歌舞伎町で風俗店を開業するには?


歌舞伎町の不動産仲介会社

歌舞伎町に性風俗店が芽生えやすい土壌のひとつに、代金さえ払えば借りられる物件の存在が挙げられる。

契約者の素性がどうかとか、保証人がああだとか、業種がなんだのと、細かい審査なしで個人でも賃貸契約できる物件だ。

歌舞伎町は1丁目と2丁目しかない狭い地域なのに、それらの物件が多数ある。

どういうわけで多数あるのかは知らないが、賃料は相場よりも高いのは確かだった。

こじんまりとした店構えの不動産屋の株式会社サンライズは、歌舞伎町に所在していて、それらの物件のいくつかの管理も仲介もしている。

村井から引き継いだサンライズ社の担当の中山さんは、2日おきに自分に電話を寄こしてきていた。
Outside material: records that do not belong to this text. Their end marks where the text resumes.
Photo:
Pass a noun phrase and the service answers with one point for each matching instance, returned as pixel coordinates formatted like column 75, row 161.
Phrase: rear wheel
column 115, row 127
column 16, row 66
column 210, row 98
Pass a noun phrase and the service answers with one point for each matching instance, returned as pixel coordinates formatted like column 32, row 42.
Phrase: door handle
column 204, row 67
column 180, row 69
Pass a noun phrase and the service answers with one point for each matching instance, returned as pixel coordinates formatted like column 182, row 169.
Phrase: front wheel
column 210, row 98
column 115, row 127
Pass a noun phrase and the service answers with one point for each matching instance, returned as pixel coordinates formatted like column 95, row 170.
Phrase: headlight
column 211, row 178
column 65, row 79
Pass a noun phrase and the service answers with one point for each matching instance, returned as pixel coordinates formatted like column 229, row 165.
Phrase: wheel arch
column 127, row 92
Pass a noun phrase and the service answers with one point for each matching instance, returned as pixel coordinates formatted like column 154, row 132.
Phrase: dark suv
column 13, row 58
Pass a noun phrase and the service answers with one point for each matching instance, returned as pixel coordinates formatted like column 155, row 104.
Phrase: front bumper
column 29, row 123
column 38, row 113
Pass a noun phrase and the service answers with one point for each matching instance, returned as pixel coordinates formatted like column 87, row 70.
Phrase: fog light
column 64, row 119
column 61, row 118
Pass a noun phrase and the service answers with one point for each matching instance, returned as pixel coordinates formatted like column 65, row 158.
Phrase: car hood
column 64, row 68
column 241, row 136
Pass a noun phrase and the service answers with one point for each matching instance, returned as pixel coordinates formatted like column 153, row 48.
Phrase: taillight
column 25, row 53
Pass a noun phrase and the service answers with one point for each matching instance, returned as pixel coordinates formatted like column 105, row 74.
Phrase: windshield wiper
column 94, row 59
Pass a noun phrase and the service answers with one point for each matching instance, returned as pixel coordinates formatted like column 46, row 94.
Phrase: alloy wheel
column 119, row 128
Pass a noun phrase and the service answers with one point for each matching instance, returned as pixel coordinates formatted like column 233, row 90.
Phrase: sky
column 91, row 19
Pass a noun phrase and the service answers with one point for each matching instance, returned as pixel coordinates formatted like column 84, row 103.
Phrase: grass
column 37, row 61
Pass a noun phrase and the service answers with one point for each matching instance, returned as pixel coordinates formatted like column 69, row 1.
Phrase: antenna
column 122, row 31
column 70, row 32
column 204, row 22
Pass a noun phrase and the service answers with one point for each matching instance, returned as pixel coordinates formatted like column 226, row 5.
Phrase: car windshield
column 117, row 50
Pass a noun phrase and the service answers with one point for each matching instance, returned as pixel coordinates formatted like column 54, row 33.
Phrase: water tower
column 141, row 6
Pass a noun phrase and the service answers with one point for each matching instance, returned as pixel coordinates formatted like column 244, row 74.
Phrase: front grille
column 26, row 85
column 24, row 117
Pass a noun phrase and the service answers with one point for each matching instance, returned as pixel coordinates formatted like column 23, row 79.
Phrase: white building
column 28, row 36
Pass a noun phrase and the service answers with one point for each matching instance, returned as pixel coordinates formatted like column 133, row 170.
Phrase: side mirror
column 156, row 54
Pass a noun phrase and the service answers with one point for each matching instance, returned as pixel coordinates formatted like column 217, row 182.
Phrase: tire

彼はオーナーの存在は知っているが、こちら側の窓口を自分としたからだった。

もし万が一、後になって警察に聴取されたときには、オーナーなど知りませんと、顧客に難が降りかからないようにするためなのはわかった。

顧客の秘匿を守る姿勢を見せる機敏さも、歌舞伎町の不動産屋は特に持ち合わせていた。

そのサンライズ社の担当の中山さんは、たびたび寄こしてくる電話では他の業者の動向を憶測も交えて伝えてくれていた。

もちろん親切で伝えているのではない。
また新しい店をはじめるだろうと見込んで、様子をうかがっているのもある。

他の業者に伝える新たな情報も探っている。
まとまりがない風俗業者を先導しているのは、地場の不動産屋ともいえた。

風俗店のハードとソフト

10月になる。
再オープンに向けて準備を始めますとサンライズの中山さんに話すと、心得たように電話の向こうでうなずいている。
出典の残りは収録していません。